Castle Arden 1 LLC, a limited liability company controlled by Blixseth and a partner, bought the concrete grain tower and the 3 acres around it for $2.9 million in February 2021. At the time, Blixseth said he aimed to restart wheat exports as prices soared during the war in Ukraine.

Instead, Blixseth used the terminal to export shredded tires to Asia, where they are burned for fuel. His partner in the venture, Chandos Mahon, owns Castle Tire Recycling in North Portland. Ships arrived more infrequently after a pile of shards caught fire in May 2023, drawing a fine from the Oregon Department of Environmental Quality.

Blixseth is the son of Tim Blixseth, a timber baron from Roseburg who used his fortune to start the hyper-exclusive Yellowstone Club near Bozeman, Mont., where Bill Gates and Justin Timberlake are members. Tim gave up the club in a divorce from his wife, Edra. It eventually went bankrupt under the weight of a $375 million cash-out mortgage.

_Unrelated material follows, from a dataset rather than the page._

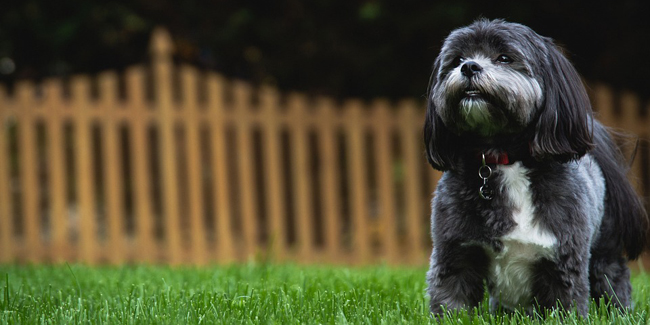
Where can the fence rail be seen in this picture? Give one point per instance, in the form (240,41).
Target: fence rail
(167,164)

Neither Beau Blixseth nor Mahon returned messages seeking comment on the 42,000-square-foot grain terminal, which is advertised on the real estate site LoopNet.

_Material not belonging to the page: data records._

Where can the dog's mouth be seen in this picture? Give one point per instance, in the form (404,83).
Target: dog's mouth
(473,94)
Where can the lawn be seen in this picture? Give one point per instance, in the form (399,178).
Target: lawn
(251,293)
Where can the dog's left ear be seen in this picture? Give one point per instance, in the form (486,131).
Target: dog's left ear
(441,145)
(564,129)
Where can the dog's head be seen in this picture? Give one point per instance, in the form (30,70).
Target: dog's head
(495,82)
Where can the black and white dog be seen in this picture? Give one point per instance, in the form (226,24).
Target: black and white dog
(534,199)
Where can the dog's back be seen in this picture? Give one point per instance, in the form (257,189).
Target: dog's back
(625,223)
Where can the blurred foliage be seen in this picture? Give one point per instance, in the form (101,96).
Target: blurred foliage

“This property has tremendous future upside potential as a redevelopment for mixed-use/ residential with connectivity to the Rose Quarter, adjacency to light rail and with outstanding views of the Portland skyline and Willamette River,” the listing says.

The elevator is located in Albina Vision Trust’s master plan for redevelopment of the 100 acres surrounding the property, the listing says. It also includes the largest billboard in Portland, the listing says. For years, the words “Amazon.com wouldn’t fit here” were painted on the side. More recently, it has advertised the Portland Timbers. “This is soccer city,” it says.

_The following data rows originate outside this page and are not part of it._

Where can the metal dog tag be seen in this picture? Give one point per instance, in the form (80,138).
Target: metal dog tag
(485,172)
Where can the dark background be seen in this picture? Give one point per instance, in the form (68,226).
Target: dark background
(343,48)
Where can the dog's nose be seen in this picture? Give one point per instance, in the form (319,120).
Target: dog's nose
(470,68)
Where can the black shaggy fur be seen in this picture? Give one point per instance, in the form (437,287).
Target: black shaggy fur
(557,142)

The Louis Dreyfus Co. (actress Julia Louis-Dreyfus is an heir) used the terminal to ship wheat from Eastern Oregon to the world. The grain came down the Columbia River on barges or rail, got piled in the silos, and then loaded onto oceangoing vessels.

In 2013, Louis Dreyfus invested $21.5 million to renovate the facility, putting in new equipment to clean grain and move it from barge to silo to ship. Then, in June 2019, Louis Dreyfus sold the whole place for just $164,000 to a California firm called Rabin Worldwide that specializes in auctioning off industrial properties and equipment.

Shortly after buying the terminal from Rabin in 2021, Blixseth learned that Union Pacific planned to modify a sharp corner near the terminal to prevent train derailments. That change precluded service to the elevator, diminishing its value as an export facility.

For a year or so, Castle Tire piled up shredded rubber around the elevator and used front loaders to dump them onto ships. One of the three-story tire piles caught fire in May 2023, spewing black smoke. It reignited three more times as the pile heated up again.

Last July, DEQ fined Castle Arden 1 LLC $13,600 for storing tons of shredded tires in open-air piles without a permit, something the state hadn’t required. In a letter to Blixseth and Mahon, DEQ compliance manager Kieran O’Donnell said the agency made a mistake by not requiring them to have a waste-tire storage permit for the site before the fires.

“DEQ recognizes that it previously communicated that a waste tire storage site permit was not required for storage of chipped tires at this facility,” O’Donnell wrote. “Those communications were in error as applicable rules do require a permit for the storage of 200 or more cubic yards of chipped waste tires.”